Pero no. Tras cinco meses de ataques en las noches, electros, ecocardiogramas y pruebas de esfuerzo, los cardiólogos le dijeron a Crisanto que su corazón estaba bien.

«Te vamos a remitir donde el psicólogo, me dijeron, y yo les dije que iba adonde fuera», recuerda el humorista. Y luego de las sesiones, fue este especialista el que le dijo que sería mejor si su caso pasaba a manos de un psiquiatra.

«La gente cree que eso es para los locos, pero es todo lo contrario, es para no enloquecerse».

Del pánico a la depresión
Explica el psiquiatra Jorge Calle, que los ataques de pánico están incluidos en lo que se denomina trastornos de ansiedad, que incluyen también las fobias, el estrés postraumático y el trastorno obsesivo compulsivo.

«Ese miedo irracional a morir, a enloquecer o a perder el control», dice el especialista.

Según estadísticas de la Organización Panamericana de la Salud, una de cada cuatro personas (es decir un 25 por ciento de la humanidad) presentará algún desorden mental o neurológico a lo largo de su vida.

Además, actualmente, 450 millones de personas sufren de alguna de estas condiciones, de estas, 121 millones son depresivos y 24 millones sufren de esquizofrenia.

«La gente le dice a uno que no vaya al psiquiatra, que no se tome esas medicinas, pero esto está salvando vidas. Hay mucha desinformación sobre esta especialidad», comenta Vargasvil.

A él los ataques de pánico lo tomaron por sorpresa, pero porque así es que se presentan. Dice Calle que aparecen de forma súbita, en cualquier persona, que importa si rico o si pobre, si alto o si bajo. No hay alertas previas. De repente, así está la situación.

«Las personas sienten que algo les va a pasar y aparece el dolor precordial (que da esa sensación de infarto), el entumecimiento de las extremidades, la alteración de la frecuencia cardíaca, sudoración, escalofrío o sofocos», anota el psiquiatra.

Agrega que, una de las principales complicaciones de esta condición, si no se trata a tiempo, es la depresión, pues con los cuadros de agorafobia (miedo a los lugares abiertos) el paciente puede terminar encerrado en su casa.

Plantar cara
No fue ensimismarse lo que hizo Crisanto.
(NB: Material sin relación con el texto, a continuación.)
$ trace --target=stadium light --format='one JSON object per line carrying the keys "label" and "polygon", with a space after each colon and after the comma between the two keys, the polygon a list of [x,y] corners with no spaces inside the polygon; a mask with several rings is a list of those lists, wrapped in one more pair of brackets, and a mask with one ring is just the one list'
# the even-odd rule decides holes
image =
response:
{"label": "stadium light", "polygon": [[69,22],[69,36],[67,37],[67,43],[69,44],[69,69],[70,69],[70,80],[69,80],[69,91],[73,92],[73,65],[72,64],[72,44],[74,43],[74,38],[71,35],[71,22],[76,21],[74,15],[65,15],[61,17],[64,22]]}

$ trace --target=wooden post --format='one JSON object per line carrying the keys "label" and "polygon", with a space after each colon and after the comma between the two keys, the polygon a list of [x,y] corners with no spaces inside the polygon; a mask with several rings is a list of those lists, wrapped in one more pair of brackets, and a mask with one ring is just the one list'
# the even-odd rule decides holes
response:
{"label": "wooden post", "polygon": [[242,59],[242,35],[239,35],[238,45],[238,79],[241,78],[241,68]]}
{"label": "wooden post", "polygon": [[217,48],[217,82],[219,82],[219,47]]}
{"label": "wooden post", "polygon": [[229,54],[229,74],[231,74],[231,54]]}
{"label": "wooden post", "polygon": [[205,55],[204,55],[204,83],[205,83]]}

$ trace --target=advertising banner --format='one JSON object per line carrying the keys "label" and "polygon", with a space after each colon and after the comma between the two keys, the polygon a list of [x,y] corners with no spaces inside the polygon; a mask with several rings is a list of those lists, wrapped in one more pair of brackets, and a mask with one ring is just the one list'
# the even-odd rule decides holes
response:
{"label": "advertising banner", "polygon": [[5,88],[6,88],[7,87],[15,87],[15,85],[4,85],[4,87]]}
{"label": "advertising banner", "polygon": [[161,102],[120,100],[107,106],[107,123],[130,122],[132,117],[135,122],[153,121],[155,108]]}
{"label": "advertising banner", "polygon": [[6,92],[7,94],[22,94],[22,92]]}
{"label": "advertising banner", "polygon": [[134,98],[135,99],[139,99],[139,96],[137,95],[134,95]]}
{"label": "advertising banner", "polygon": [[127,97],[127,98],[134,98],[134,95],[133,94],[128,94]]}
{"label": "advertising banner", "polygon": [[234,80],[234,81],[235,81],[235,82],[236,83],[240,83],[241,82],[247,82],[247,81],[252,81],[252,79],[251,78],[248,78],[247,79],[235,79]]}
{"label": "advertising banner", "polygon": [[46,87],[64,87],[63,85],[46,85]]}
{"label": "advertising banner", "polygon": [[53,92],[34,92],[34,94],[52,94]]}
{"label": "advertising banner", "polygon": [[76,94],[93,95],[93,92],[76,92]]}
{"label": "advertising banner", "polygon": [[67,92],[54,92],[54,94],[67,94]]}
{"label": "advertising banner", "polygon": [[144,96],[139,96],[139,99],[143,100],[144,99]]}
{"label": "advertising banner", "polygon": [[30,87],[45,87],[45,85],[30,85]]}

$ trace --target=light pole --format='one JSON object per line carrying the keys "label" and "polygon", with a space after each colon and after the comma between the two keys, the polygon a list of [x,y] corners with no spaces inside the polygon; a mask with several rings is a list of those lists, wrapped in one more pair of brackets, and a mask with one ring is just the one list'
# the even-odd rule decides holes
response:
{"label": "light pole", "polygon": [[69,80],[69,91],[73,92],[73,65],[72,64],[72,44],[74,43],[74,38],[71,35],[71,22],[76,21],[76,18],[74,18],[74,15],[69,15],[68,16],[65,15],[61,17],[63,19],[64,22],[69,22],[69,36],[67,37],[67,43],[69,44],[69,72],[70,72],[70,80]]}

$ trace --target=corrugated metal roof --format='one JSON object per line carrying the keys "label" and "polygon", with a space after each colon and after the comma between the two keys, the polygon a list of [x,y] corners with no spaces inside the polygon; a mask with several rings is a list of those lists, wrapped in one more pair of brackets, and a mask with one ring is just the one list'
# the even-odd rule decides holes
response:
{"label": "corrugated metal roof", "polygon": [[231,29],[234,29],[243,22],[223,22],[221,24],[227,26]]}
Antes de llegar al psiquiatra fue paciente de cuanto brujo, yerbatero y obrador de milagros médicos tuvo referencia.

«Que al niño de no sé dónde, allá íbamos; que al culebrero tal, allá llegábamos; hasta fui a tocarle los pies al padre Marianito».

Y sin embargo fue en la medicina en donde encontró la solución.

«Sobre esto hay mucho desconocimiento, porque es una enfermedad invisible, un cáncer mental, y entonces la gente no te cree y te dice: ‘cuándo es que te va a dar el ataque’, ignorando que uno está llevado».

Le decían, a Crisanto, que si se la estaba fumando verde, que si había estado bebiendo, pero lo que tenía encima eran puras medicinas tranquilizantes para evitar los ataques.

Todavía se medica, claro. Todavía va al psiquiatra «una vez cada cuatro o cinco meses, para revisión», pero ya aprendió a controlar la situación: «Lo siento venir, respiro y me preparo». Aunque hace ya tiempo que no le pasa.

«No se puede dejar a la gente sola, no se le puede decir que fresco, que eso son pendejadas, que busque algo qué hacer. No. Hay que prestarle atención e ir a los especialistas para tratar la enfermedad», aconseja Vargasvil.